Confidentiality must be justified

  1. The public record on this file remains riddled with inappropriate redactions. Obvious facts, such as a general description of who HPTS’s customers are, were accepted as confidential. Likewise for information about how long ago customers were advised of the service’s potential withdrawal and how often meetings were held to review the approach forward, which are central to this application and reveal no one’s personal information. Likewise for claims that demand decrease percentages are competitively sensitive even though the service will no longer be offered.
  2. The statute’s confidentiality principles, and the Commission’s confidentiality rules transposing them, leave openness the default. Confidentiality is granted only when the public interest in the information is outweighed by the harm from its disclosure. The onus lies on the filer to show the latter outweighs the former. Too often, confidentiality claims stand unless challenged, replacing permission with forgiveness.Footnote 8 This undermines our open-by-default rules, erodes trust, and risks unintended precedent.
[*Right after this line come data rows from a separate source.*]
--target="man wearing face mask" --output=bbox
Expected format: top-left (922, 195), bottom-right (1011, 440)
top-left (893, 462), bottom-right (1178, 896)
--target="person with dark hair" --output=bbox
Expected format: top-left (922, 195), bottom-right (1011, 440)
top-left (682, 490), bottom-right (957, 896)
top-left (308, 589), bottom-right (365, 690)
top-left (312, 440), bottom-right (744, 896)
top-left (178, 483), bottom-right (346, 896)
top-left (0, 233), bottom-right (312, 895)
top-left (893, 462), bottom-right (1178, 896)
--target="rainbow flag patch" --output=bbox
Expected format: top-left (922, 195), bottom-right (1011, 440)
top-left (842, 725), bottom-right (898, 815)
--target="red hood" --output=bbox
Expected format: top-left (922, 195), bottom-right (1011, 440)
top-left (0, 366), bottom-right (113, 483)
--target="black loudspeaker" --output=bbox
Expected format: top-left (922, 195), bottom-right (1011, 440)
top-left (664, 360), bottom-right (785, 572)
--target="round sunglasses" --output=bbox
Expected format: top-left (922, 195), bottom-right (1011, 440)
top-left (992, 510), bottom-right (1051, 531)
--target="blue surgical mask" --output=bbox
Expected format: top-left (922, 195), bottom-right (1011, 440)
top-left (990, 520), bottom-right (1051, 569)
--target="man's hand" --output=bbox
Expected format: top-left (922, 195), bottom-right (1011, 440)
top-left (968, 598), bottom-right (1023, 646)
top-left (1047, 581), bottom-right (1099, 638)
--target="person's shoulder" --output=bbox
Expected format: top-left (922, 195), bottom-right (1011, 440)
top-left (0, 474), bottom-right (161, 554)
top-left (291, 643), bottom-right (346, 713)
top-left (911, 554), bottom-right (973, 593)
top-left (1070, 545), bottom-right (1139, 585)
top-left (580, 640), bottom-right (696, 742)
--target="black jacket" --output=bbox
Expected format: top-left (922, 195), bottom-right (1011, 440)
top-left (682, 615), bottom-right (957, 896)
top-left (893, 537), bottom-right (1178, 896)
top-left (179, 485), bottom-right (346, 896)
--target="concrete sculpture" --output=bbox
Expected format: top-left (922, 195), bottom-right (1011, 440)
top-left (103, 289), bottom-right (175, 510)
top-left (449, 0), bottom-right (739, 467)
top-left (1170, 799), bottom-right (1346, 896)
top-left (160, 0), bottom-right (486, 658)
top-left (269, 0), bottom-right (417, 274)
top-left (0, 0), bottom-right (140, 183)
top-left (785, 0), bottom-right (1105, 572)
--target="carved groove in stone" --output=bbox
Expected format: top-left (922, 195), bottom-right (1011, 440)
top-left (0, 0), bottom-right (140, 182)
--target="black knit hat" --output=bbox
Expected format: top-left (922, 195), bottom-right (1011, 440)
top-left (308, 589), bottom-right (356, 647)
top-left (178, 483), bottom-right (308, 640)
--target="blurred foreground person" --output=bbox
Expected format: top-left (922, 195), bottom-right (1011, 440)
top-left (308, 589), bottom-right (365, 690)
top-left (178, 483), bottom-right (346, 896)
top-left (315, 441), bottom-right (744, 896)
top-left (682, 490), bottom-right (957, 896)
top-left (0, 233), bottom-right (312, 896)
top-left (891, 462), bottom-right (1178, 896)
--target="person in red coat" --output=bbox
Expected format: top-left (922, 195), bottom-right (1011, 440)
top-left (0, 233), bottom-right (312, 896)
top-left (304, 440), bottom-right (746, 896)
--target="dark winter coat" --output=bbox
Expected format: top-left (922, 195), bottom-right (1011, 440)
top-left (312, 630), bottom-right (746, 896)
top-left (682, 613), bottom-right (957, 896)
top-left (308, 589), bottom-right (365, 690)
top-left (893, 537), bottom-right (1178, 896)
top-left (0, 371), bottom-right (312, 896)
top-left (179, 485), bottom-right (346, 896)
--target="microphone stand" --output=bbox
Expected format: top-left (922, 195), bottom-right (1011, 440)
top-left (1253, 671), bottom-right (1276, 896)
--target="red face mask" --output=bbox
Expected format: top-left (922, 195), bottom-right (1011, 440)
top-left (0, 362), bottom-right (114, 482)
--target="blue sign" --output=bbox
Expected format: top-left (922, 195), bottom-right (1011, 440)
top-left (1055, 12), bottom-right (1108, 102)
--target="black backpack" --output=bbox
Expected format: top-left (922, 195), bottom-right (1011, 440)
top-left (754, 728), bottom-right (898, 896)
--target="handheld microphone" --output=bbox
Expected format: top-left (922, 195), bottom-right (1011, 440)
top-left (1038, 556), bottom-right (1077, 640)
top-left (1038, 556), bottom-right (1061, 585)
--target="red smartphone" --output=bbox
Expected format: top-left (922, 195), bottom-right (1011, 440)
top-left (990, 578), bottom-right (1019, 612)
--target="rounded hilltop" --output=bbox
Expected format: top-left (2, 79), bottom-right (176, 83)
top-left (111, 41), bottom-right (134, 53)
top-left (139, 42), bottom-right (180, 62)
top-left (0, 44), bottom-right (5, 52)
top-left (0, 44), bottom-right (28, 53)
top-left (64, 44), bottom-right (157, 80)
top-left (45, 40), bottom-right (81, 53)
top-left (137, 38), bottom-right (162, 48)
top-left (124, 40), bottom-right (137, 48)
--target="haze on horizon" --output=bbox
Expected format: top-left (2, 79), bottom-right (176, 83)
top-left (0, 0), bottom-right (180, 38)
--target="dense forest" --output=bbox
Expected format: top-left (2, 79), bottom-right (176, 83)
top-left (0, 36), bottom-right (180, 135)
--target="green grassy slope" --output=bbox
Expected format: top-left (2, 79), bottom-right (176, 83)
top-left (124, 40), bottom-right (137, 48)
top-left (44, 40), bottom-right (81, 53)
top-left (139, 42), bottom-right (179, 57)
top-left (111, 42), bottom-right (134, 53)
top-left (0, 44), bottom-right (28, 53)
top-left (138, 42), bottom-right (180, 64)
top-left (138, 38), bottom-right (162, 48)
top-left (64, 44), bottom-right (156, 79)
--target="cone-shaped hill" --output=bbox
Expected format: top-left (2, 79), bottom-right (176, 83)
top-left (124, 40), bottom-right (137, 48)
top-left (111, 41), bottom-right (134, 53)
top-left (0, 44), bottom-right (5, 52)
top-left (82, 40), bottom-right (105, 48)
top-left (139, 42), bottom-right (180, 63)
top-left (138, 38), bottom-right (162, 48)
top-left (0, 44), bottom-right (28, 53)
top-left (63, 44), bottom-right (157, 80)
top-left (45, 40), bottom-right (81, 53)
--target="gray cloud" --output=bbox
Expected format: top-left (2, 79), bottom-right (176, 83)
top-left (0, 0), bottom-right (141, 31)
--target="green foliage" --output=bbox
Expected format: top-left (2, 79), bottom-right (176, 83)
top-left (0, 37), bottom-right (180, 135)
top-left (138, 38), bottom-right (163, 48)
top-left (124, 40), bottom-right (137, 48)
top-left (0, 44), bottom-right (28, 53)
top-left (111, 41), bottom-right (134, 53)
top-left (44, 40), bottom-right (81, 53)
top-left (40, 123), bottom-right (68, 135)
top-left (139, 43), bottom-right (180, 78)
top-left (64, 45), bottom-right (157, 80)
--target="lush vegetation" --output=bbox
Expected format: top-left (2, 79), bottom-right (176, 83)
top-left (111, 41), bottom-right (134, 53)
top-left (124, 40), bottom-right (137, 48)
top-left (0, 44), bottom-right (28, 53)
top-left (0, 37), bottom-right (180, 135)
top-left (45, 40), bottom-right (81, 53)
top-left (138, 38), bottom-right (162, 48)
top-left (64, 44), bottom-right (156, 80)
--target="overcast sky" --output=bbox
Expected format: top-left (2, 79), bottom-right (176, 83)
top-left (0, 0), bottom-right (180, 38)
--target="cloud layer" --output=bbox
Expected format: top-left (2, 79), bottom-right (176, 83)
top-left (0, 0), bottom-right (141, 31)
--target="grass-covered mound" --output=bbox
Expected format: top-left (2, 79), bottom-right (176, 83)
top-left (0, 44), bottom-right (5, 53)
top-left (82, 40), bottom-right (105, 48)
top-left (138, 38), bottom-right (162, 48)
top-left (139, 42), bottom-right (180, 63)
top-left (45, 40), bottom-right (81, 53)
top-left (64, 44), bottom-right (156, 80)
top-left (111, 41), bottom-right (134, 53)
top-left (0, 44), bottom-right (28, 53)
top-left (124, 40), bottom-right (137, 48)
Broadening the conversation

  1. While hospitals intervened, no public interest groups or patient advocates did. Given the critical role that patient advocates and navigators play in our public health care systems, that is unfortunate, and reflects the obscurity woven by our expedited tariff processes, which risk tipping too far from transparency.Footnote 9
  2. It is to be hoped that a new approach to funding public interest participation in Commission proceedingsFootnote 10 will enable not just generalist or communications-focused groups, but also sector- and domain-specific experts to participate when our subject matter intersects with theirs. As a sector-specific regulator, we know we have much to learn from domain experts when our work inevitably intersects with their expertise.